Я начал читать Бокля, и после первых страниц мне вспали на ум стихи Державина:
Ум высокий Бокля счел несколько песчинок, счел несколько лучей, а сколько их осталось?
Другие умы высокие, и еще высшие, сочтут еще несколько песчинок и лучей, даже больше, приложат к его суммам еще некоторые количества, а все-таки должны будут сознаться, что
Бокль очень остроумен, очень проницателен, в том или другом уголку знания, но из-за кустов не видит он, кажется, леса, из-за травок не обозревает луга.
Как самоучка, он считает, впрочем, открытием то, что задолго до него было переизвестно, но не попадалось ему под руку; за новость предъявляет он некоторые свои требования от истории, а они даже на русском языке были оглашены прежде, чем он родился, или выучился грамоте.
А наши-то невежи каковы, разевая рот на мнимые Боклевы открытия без исключения!..
Не говорю уже о его нелепостях. Нравственные истины неподвижны, говорит он[231]
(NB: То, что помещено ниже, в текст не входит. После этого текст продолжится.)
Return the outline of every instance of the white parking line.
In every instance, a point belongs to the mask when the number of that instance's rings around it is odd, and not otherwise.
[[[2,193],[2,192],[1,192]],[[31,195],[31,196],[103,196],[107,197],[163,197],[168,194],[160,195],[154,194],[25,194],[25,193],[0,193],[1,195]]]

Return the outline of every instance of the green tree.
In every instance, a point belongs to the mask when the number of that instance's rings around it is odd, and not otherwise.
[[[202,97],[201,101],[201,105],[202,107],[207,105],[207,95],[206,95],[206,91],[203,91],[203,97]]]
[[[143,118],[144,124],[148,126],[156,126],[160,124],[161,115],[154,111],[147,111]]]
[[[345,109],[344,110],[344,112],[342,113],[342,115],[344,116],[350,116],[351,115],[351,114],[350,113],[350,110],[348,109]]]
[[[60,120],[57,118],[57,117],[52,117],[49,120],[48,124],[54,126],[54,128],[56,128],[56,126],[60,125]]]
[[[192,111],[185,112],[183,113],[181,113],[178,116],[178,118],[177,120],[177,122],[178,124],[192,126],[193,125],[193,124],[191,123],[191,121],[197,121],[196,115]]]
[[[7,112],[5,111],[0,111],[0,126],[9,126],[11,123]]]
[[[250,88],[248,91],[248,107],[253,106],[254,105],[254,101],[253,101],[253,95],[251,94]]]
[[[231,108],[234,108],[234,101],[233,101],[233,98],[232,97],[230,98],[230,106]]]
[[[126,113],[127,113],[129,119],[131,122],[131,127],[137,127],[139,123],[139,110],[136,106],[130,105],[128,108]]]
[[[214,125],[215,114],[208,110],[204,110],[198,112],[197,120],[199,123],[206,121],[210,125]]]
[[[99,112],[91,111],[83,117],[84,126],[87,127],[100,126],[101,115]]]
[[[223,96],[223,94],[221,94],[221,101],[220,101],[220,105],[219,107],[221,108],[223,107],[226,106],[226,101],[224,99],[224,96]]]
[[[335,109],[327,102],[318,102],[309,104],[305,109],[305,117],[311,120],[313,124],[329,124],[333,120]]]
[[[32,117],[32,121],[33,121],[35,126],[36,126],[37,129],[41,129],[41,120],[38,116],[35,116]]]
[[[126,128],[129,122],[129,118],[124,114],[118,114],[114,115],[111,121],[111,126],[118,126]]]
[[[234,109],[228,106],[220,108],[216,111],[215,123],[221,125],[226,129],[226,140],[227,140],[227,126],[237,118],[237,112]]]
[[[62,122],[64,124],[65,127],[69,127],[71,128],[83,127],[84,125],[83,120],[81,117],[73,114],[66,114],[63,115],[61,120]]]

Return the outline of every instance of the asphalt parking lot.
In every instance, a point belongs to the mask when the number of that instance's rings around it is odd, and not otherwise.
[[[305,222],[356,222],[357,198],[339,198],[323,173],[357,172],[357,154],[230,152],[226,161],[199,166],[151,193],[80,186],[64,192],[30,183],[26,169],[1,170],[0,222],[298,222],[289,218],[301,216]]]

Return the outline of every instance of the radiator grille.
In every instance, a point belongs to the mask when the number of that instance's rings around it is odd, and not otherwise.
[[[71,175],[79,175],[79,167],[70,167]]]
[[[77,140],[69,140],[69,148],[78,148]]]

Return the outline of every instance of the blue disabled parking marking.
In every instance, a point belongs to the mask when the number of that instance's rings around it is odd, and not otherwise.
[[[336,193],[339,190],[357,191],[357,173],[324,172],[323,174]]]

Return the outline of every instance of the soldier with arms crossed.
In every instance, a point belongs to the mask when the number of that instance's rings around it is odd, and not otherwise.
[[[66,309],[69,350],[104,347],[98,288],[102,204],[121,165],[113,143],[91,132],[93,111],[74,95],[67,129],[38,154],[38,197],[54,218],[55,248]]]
, и, следовательно, нет нравственного прогресса; они не могут иметь влияния на развитие цивилизации.Да разве истины ограничиваются только собой и заключаются только в книгах и системах?
Нравственные истины неподвижны, как и все прочие истины, как дважды два четыре, как законы обращения светил небесных. Но истина в природе, в книгах, в системах, и истина в отражении, в сознании, в исполнении – не одно и то же. Жизнь человека и состоит в приближении его к идеалу нравственных истин (данному в Евангелии), точно как жизнь науки – в приближении ее к полному познанию, отражению природы в уме, к истине.
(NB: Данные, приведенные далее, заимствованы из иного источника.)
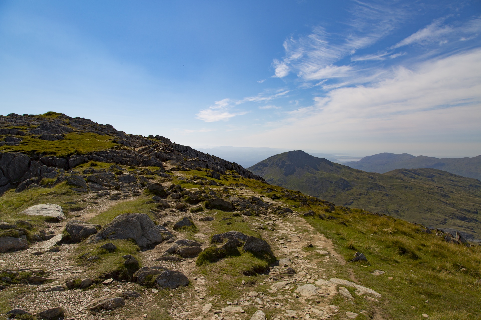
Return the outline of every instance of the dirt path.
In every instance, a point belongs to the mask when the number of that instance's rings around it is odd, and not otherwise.
[[[170,183],[164,184],[167,185]],[[260,196],[250,190],[240,188],[236,190],[235,193],[238,196],[245,198],[251,195]],[[88,221],[113,205],[136,199],[129,197],[125,200],[110,201],[103,198],[96,200],[96,203],[92,203],[91,200],[89,199],[91,197],[91,194],[84,196],[87,201],[85,203],[89,204],[88,207],[74,213],[72,215],[73,216],[71,216],[69,221],[74,219]],[[284,205],[281,202],[265,197],[264,199],[266,202],[273,205]],[[172,200],[169,201],[173,204]],[[208,213],[203,213],[202,215],[206,215]],[[212,213],[215,217],[215,213]],[[203,249],[211,245],[209,240],[213,234],[213,230],[210,222],[199,221],[195,214],[173,210],[164,212],[162,216],[157,221],[160,224],[168,221],[175,222],[184,216],[192,216],[198,228],[195,237],[203,242]],[[255,306],[257,309],[268,311],[269,320],[271,319],[287,320],[291,317],[326,320],[335,316],[336,319],[348,319],[346,315],[340,314],[339,308],[332,305],[331,303],[333,297],[338,294],[338,286],[329,283],[319,282],[336,278],[336,273],[343,270],[349,272],[351,281],[358,283],[352,270],[348,269],[346,261],[334,250],[330,239],[316,232],[312,226],[305,220],[298,216],[296,213],[291,214],[285,218],[280,218],[276,214],[266,214],[258,217],[243,216],[242,219],[245,222],[251,225],[253,230],[261,233],[262,238],[270,245],[275,255],[278,259],[288,258],[290,260],[286,265],[275,266],[268,274],[262,276],[264,279],[264,282],[270,284],[271,286],[267,290],[267,292],[263,290],[263,293],[256,293],[255,297],[249,296],[253,295],[252,293],[258,290],[260,292],[256,287],[263,285],[263,283],[257,284],[253,286],[239,287],[239,290],[241,292],[241,296],[243,297],[239,301],[221,301],[218,297],[211,296],[208,284],[215,285],[211,276],[202,276],[195,265],[195,258],[178,262],[156,261],[171,245],[166,242],[153,249],[143,250],[140,253],[143,265],[162,266],[169,270],[180,271],[192,283],[191,288],[188,288],[187,293],[183,294],[182,296],[175,295],[169,300],[171,307],[168,311],[172,318],[175,320],[247,320],[252,315],[252,313],[240,313],[227,310],[222,313],[215,313],[212,304],[216,304],[216,305],[221,306],[221,308],[230,307],[247,308]],[[273,222],[273,225],[266,225],[266,223],[268,221]],[[67,222],[48,224],[47,226],[50,226],[50,228],[53,230],[61,231]],[[259,228],[259,225],[261,225],[262,228]],[[266,226],[269,227],[265,228]],[[172,232],[177,238],[183,238],[184,236],[181,233]],[[313,249],[307,251],[303,250],[309,245],[314,247]],[[158,308],[157,304],[159,302],[156,302],[158,301],[156,300],[158,291],[156,289],[144,289],[143,291],[141,290],[141,294],[139,298],[126,300],[126,305],[123,308],[112,312],[104,311],[96,315],[88,312],[87,307],[96,299],[115,296],[126,290],[139,290],[138,285],[129,283],[114,282],[109,286],[100,286],[83,291],[40,292],[41,290],[49,286],[63,284],[69,277],[85,277],[89,274],[89,272],[77,266],[72,260],[72,253],[78,246],[78,244],[63,245],[61,246],[60,252],[48,253],[39,256],[32,255],[36,250],[35,249],[0,255],[0,259],[5,261],[1,264],[4,268],[41,268],[49,272],[46,273],[45,276],[54,278],[53,283],[45,285],[20,286],[24,292],[29,293],[11,295],[9,300],[12,307],[27,309],[30,312],[38,312],[49,307],[60,306],[71,319],[83,318],[93,320],[144,319],[141,317],[142,313],[147,313]],[[282,270],[287,267],[293,269],[295,274],[283,274]],[[281,282],[285,282],[282,283],[284,284],[281,286],[275,284]],[[317,294],[314,296],[303,295],[298,292],[299,289],[296,289],[307,284],[316,285],[319,288]],[[362,313],[363,311],[355,311],[358,314]],[[293,315],[292,312],[295,312],[295,315]],[[374,319],[382,320],[379,314],[376,314],[375,316]]]

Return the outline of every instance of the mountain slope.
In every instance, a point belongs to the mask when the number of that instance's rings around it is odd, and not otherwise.
[[[290,151],[250,168],[266,181],[332,201],[481,238],[481,182],[435,169],[369,173]]]
[[[359,161],[346,162],[348,166],[367,172],[384,173],[396,169],[432,168],[458,176],[481,179],[481,155],[473,158],[443,158],[408,154],[396,154],[385,153],[364,157]]]
[[[335,207],[159,136],[3,121],[1,320],[481,317],[481,247],[456,232]],[[342,173],[292,155],[282,174]]]

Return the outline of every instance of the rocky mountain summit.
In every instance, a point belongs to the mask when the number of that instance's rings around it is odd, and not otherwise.
[[[481,247],[463,234],[77,120],[1,117],[22,140],[0,147],[0,319],[481,317]]]
[[[226,170],[234,170],[240,177],[262,179],[235,163],[209,155],[190,147],[173,143],[169,139],[159,135],[145,137],[126,134],[110,125],[99,124],[90,120],[72,118],[62,114],[46,114],[47,116],[15,114],[0,116],[2,127],[0,133],[3,134],[0,139],[5,141],[4,149],[0,154],[0,192],[13,187],[20,187],[23,190],[32,183],[38,185],[39,178],[52,178],[61,176],[65,170],[90,161],[122,166],[156,166],[159,168],[159,174],[165,171],[162,163],[169,161],[174,171],[206,169],[211,170],[211,175],[215,178],[219,177],[219,174],[225,175]],[[71,154],[67,154],[63,156],[49,155],[48,154],[54,153],[42,150],[32,150],[27,154],[7,152],[22,150],[21,147],[14,147],[21,146],[27,138],[56,142],[63,140],[68,135],[88,133],[111,137],[109,140],[112,145],[107,150],[82,154],[76,154],[78,152],[74,151]],[[7,142],[12,139],[16,140],[14,142]],[[62,179],[59,177],[57,182]]]

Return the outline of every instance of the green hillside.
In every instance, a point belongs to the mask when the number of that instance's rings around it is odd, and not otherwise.
[[[443,158],[408,154],[395,154],[385,153],[364,157],[359,161],[347,162],[348,166],[367,172],[384,173],[396,169],[431,168],[438,169],[458,176],[481,179],[481,155],[473,158]]]
[[[369,173],[303,151],[272,156],[249,169],[269,183],[338,205],[365,209],[481,238],[481,182],[435,169]]]

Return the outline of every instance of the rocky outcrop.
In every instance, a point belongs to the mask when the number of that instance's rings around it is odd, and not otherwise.
[[[270,246],[262,239],[250,237],[245,241],[242,248],[244,251],[259,253],[267,253],[271,257],[274,256]]]
[[[11,250],[25,250],[28,249],[28,243],[23,239],[12,237],[0,237],[0,252],[3,253]]]
[[[167,270],[157,278],[157,284],[164,288],[175,289],[189,285],[189,279],[179,271]]]
[[[220,233],[219,234],[214,235],[213,236],[211,243],[214,243],[215,242],[217,242],[218,243],[222,243],[225,239],[228,239],[231,237],[234,238],[238,241],[242,241],[242,242],[245,242],[247,240],[247,239],[249,238],[248,236],[246,236],[241,232],[233,231],[228,231],[228,232]]]
[[[97,243],[108,239],[132,239],[139,247],[144,247],[160,243],[162,236],[147,214],[125,213],[116,217],[89,241]]]
[[[231,202],[220,198],[209,199],[205,202],[207,209],[216,209],[222,211],[233,211],[235,210]]]
[[[51,203],[32,206],[20,213],[20,214],[27,215],[42,215],[55,218],[59,221],[61,221],[65,218],[62,207],[57,204]]]
[[[80,242],[92,235],[96,234],[102,227],[99,225],[89,224],[79,220],[73,220],[67,223],[65,229],[70,235],[73,242]]]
Законы даны; они неизменяемы. Так, по Боклю, от них и пользы нет? В том-то и дело, что они должны войти в жизнь, приводиться в исполнение, – и общество, и государство тогда процветает, когда законы его исполняются. Законы даются для людей, по людям и судите об их влиянии, действии, пользе.
В этом отношении удивительно затмение в светлом уме Бокля.
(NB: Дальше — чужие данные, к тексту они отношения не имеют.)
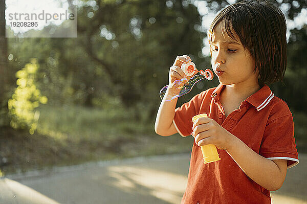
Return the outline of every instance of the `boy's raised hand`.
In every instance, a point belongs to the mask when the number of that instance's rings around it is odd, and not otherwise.
[[[225,129],[213,119],[200,118],[193,124],[192,136],[199,146],[212,144],[219,149],[227,149],[234,135]]]
[[[191,59],[191,58],[186,55],[178,56],[176,57],[173,65],[169,67],[169,73],[168,74],[169,84],[172,84],[177,80],[183,78],[189,79],[193,76],[187,76],[182,70],[181,70],[181,65],[182,64],[184,63],[187,63],[191,61],[192,59]]]

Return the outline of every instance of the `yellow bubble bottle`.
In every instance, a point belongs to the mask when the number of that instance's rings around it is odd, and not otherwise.
[[[208,118],[208,116],[206,114],[199,114],[192,118],[192,121],[194,123],[196,119],[202,117]],[[215,146],[211,144],[203,145],[201,146],[201,149],[202,150],[202,153],[204,157],[204,164],[221,160]]]

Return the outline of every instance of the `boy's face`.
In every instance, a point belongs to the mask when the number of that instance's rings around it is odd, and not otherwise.
[[[258,72],[254,72],[255,61],[249,51],[239,40],[233,39],[227,34],[222,35],[220,24],[213,34],[211,65],[220,82],[224,85],[257,85]]]

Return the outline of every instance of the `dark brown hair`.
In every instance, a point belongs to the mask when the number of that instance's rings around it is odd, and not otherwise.
[[[212,43],[214,28],[221,24],[222,34],[238,38],[255,62],[260,86],[282,81],[287,66],[286,18],[278,6],[267,1],[240,2],[223,9],[209,29]],[[212,50],[210,50],[212,52]]]

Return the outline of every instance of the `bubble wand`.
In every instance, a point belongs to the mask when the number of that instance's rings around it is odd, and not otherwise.
[[[210,81],[213,79],[213,73],[211,70],[207,69],[204,72],[202,70],[200,71],[195,70],[195,64],[192,62],[182,64],[181,69],[186,76],[192,76],[195,72],[199,72],[200,74],[195,75],[190,79],[183,78],[174,81],[172,83],[172,85],[174,89],[172,89],[171,93],[166,96],[165,99],[166,101],[171,101],[188,93],[192,90],[194,85],[203,79],[206,78]],[[160,91],[160,96],[162,99],[163,99],[168,87],[168,85],[167,85]],[[179,93],[178,93],[179,90],[180,90]]]

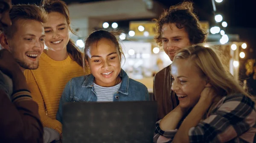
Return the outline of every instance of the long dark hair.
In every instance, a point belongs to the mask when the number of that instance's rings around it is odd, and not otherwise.
[[[66,19],[70,30],[72,33],[76,34],[70,27],[69,11],[67,4],[64,2],[60,0],[44,0],[41,3],[42,7],[48,13],[58,12],[63,14]],[[71,39],[69,39],[67,45],[67,50],[72,59],[83,67],[82,53]]]
[[[122,54],[124,57],[124,54],[122,49],[122,48],[119,44],[119,42],[116,37],[116,36],[119,35],[121,34],[121,31],[108,31],[104,30],[99,30],[96,31],[92,33],[88,38],[86,39],[85,42],[85,46],[84,56],[84,67],[86,67],[87,65],[85,64],[85,61],[88,61],[88,56],[87,55],[88,52],[90,51],[90,48],[91,45],[96,42],[100,39],[105,38],[108,39],[113,42],[116,49],[118,51],[119,53],[121,55]]]
[[[172,6],[165,10],[158,20],[156,24],[157,33],[154,39],[160,46],[162,46],[162,28],[165,24],[175,23],[178,28],[185,28],[189,34],[192,44],[204,42],[207,34],[201,27],[197,16],[193,12],[193,3],[183,2]]]

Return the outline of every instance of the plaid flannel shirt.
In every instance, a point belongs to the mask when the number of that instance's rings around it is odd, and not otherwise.
[[[204,120],[191,128],[190,143],[256,143],[254,102],[244,95],[223,98]],[[154,143],[172,143],[178,129],[163,131],[156,123]]]

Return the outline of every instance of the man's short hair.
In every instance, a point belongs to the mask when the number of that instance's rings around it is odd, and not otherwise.
[[[10,11],[10,18],[12,26],[4,27],[2,31],[8,37],[12,37],[17,31],[16,22],[19,20],[35,20],[45,23],[47,14],[43,8],[34,4],[18,5],[13,6]]]
[[[162,28],[164,24],[175,23],[178,28],[185,28],[192,44],[203,43],[206,38],[206,34],[201,28],[197,16],[193,12],[193,3],[183,2],[170,7],[156,20],[157,35],[154,38],[160,46],[162,43]]]

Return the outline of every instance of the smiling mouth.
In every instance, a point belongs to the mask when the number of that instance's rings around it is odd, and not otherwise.
[[[108,73],[102,73],[102,74],[108,76],[108,75],[109,75],[112,72],[113,72],[113,71],[108,72]]]
[[[168,52],[169,54],[171,54],[171,55],[174,55],[176,53],[176,52]]]
[[[38,54],[26,54],[26,55],[30,58],[35,59],[38,57]]]
[[[177,96],[178,98],[185,98],[185,97],[186,97],[188,96],[188,95],[180,95],[180,94],[176,94],[176,95],[177,95]]]
[[[54,42],[50,42],[52,43],[53,43],[53,44],[58,44],[58,43],[59,43],[61,42],[61,41],[62,41],[62,40],[60,40],[54,41]]]

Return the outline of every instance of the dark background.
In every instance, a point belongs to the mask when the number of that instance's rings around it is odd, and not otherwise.
[[[67,4],[71,3],[90,3],[108,0],[64,0]],[[13,4],[28,3],[39,4],[41,0],[13,0]],[[184,1],[192,1],[199,19],[201,21],[208,21],[210,26],[213,26],[216,23],[214,20],[214,12],[212,0],[154,0],[162,3],[166,8]],[[241,80],[247,79],[249,89],[251,93],[256,94],[256,80],[252,78],[252,75],[245,75],[246,70],[244,64],[247,59],[256,59],[256,24],[254,22],[256,0],[223,0],[221,3],[215,3],[217,11],[216,14],[220,14],[223,17],[223,20],[227,22],[225,33],[228,34],[239,34],[241,41],[247,44],[247,48],[243,50],[245,57],[240,59],[239,61],[239,74]],[[130,20],[128,20],[118,22],[121,28],[128,28]]]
Частные его замечания, исчисления песчинок и лучей имеют, разумеется, полное право на уважение.
Так точно некоторые и из других философов досчитываются до десяти, до ста, до тысячи, а там многое еще остается считать![232]
Они уразумевают, угадывают, описывают частички, единицы, дроби, десятичные, миллионные дроби мироздания, а между тем из этих гомеопатических уразумений, угадок и догадок, делают посылки ко Всему. В том-то и беда! Не только Все им недоступно, но они не обращают внимания даже на то, какую связь со Всем имеют их собственные открытия.Иные останавливаются на полдороге, пред тем или другим положением науки, пред собственным открытием, и отвергают прочее, как будто бы его и не бывало.
А если бы они имели силу ступить еще шаг-другой, подняться повыше, то они сами увидели бы, может быть, другое, – и стали бы судить иначе.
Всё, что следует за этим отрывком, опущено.